Para Therborn (2006) "o casamento humano é uma instituição sóciosexual, parte de um complexo institucional mais amplo da família" e é o ato sexual o que "sela" o casamento (tanto que a impotência, ainda em sociedades patriarcais, é razão suficiente para a anulação do casamento ou o divórcio). Para o autor, é necessário que se análise o casamento como regulação da sexualidade e do amor romântico, mas que por sua vez "é um arranjo para a procriação, uma forma de cuidar dos frutos da sexualidade, de firmar sua descendência legítima e de definir a responsabilidade última ou principal por sua criação". Quer dizer que o casamento também é uma forma de definir responsabilidade para com as próximas gerações, mas não só, "historicamente têm sido um importante veiculo de integração social e de divisão social". Citando Lévi-Strauss, Therborn compara o desastre que foram as uniões entre descendentes diretos ou próximos - "de uma aldeia, região o raça" - que levaram a rupturas na rede social e o sucesso evolutivo dos "sistemas de intercâmbio de mulheres entre diferentes grupos de descendência masculina". Nisto, o "tabu do incesto" ocupou um papel primordial, como impulso à construção de alianças entre grupos diferentes, fortalecendo a evolução da espécie humana [nota 8].
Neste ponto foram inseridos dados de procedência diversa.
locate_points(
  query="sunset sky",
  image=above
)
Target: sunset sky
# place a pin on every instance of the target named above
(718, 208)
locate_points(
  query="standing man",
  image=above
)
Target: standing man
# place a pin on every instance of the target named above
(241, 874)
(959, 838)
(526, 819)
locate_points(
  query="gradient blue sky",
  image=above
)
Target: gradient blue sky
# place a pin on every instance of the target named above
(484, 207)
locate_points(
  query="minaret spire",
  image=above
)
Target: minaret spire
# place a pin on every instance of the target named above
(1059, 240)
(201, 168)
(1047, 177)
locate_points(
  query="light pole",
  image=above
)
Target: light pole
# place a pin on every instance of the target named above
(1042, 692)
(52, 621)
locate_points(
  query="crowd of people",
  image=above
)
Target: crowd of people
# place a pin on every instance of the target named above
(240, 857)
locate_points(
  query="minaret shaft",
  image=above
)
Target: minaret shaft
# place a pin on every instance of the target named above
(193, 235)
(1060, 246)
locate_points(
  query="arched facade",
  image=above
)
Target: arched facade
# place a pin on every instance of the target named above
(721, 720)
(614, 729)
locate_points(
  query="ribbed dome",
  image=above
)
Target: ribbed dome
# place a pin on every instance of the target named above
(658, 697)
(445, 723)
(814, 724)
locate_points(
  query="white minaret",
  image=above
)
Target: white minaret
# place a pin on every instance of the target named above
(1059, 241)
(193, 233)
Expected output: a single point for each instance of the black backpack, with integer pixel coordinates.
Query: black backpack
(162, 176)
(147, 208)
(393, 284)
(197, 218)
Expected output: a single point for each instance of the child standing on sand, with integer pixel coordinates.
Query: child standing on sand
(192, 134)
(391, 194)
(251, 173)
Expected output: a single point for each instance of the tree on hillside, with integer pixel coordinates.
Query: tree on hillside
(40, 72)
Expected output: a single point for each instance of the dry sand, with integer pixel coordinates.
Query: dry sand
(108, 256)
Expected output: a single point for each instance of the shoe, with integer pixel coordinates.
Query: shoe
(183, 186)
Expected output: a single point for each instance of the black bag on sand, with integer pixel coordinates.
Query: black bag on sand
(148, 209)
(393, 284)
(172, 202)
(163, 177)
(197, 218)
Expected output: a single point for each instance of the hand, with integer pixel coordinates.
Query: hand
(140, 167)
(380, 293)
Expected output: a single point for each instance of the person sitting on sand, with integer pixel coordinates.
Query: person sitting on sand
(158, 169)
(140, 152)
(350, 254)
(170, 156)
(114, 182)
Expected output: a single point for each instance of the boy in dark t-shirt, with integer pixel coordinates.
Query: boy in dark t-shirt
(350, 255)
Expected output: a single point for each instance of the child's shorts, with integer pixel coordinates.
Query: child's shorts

Agora se o casamento funcionou como integrador social, socializador e permitiu a construção de alianças entre grupos e riquezas, suas dissolução é considerada "um importante indicador de desintegração ou ‘disrupção’ social", afetando dois aspectos significativos da sociedade: "o status social e a formação dos domicílios". Para Therborn, o fato de uma família pertencer à classe "proprietária" é suficiente para que as regras de casamento tenham especificidades onde a existência de herança deve "afetar tanto a idade quanto a freqüência do casamento". Os casamentos são influenciados pelas normas de supremacia masculina, as hierarquias de classe e raça/etnia nas sociedades, que ajudam a estabelecer "relações sexuais hierárquicas entre homens e mulheres" [nota 9].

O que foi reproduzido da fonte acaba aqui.